The retrenchment came after a record increase in personal debt in November as zero-interest-rate financing offers spurred a big rise in auto loans.
The Federal Reserve reported Thursday that consumer credit fell by a seasonally adjusted $5.1 billion in December, or at a 3.7 percent annual rate.
The dollar decrease was the biggest since December 1990, when borrowing fell by $5.8 billion. The percentage decrease matched the rate of decline registered in October 1991.
The pullback in December reflected a big drop in demand for revolving credit, such as that used for credit cards.
Demand for revolving credit fell by a record $8.2 billion, or at an annual rate of 14.2 percent in December. That compared with an increase of $5.5 billion and a growth rate of 9.7 percent in November.
The Fed said the dollar decrease in revolving credit was the biggest since it began keeping records in 1943. The rate of decline was the steepest since a 15.7 percent rate in January 1978.
``It's understandable that consumers didn't charge up a storm in December, given the uncertain economic climate,'' said economist Richard Yamarone. ``Unemployment hit a six year high in December, and that took a toll on income growth and has forced consumers to lighten their debt burdens in order to be financially prepared to ride out the storm of recession.''
The nation's unemployment rate climbed to 5.8 percent in December but dipped to 5.6 percent in January as almost 1 million discouraged people suspended their job searches during the month.

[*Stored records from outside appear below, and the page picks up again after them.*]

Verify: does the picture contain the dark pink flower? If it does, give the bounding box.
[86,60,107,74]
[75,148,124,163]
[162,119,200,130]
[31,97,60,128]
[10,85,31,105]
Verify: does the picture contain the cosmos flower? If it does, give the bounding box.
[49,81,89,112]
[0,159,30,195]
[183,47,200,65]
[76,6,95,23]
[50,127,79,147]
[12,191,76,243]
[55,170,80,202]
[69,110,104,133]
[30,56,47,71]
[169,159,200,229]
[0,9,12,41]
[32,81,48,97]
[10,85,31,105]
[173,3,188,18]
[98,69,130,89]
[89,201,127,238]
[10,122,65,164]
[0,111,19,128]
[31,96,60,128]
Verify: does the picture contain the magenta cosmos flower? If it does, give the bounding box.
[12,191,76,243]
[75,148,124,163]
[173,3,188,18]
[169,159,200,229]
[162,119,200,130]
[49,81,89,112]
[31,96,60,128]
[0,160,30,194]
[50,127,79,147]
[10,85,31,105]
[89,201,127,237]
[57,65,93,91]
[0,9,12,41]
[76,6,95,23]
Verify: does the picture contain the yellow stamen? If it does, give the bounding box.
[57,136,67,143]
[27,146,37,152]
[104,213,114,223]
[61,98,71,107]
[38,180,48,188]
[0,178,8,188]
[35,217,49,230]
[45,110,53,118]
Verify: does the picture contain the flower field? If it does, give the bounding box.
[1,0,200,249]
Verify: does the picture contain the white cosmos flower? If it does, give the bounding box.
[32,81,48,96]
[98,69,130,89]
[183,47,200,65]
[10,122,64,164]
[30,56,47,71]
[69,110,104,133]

However, demand for nonrevolving credit, including new cars and vacations, rose by $3.1 billion in December, or at an annual rate of 3.9 percent. That followed a whopping $14.6 billion increase, or a 18.5 percent growth rate, in November.
In November, total consumer borrowing rose by a record $20.1 billion, or at a 14.8 percent rate, even stronger than the Fed previously reported.
Yamarone believed that worries about job security and a volatile stock market played a role in getting consumers to trim their overall credit use in December.
The Federal Reserve cited signs of an economic rebound in its decision last week to leave short-term interest rates unchanged after cutting rates 11 times last year. Although economists believe the Fed's rate cuts will lead to a recovery in the second half of this year, economists say it will be a while longer before laid-off workers and others looking for work will see relief. The jobless rate, considered a lagging economic indicator, is expected to rise to as high as 6.5 percent by midyear and isn't expected to fall until the end of the year or beginning of next.
Against this backdrop, economists and Fed Chairman Alan Greenspan said they'll keep a close eye on the behavior of consumers, whose spending accounts for two-thirds of the nation's economic activity.
The Fed's report on consumers includes credit card debt and loans for autos, boats and mobile homes. It does not include loans backed by real estate, such as home mortgages or increasingly popular home equity loans.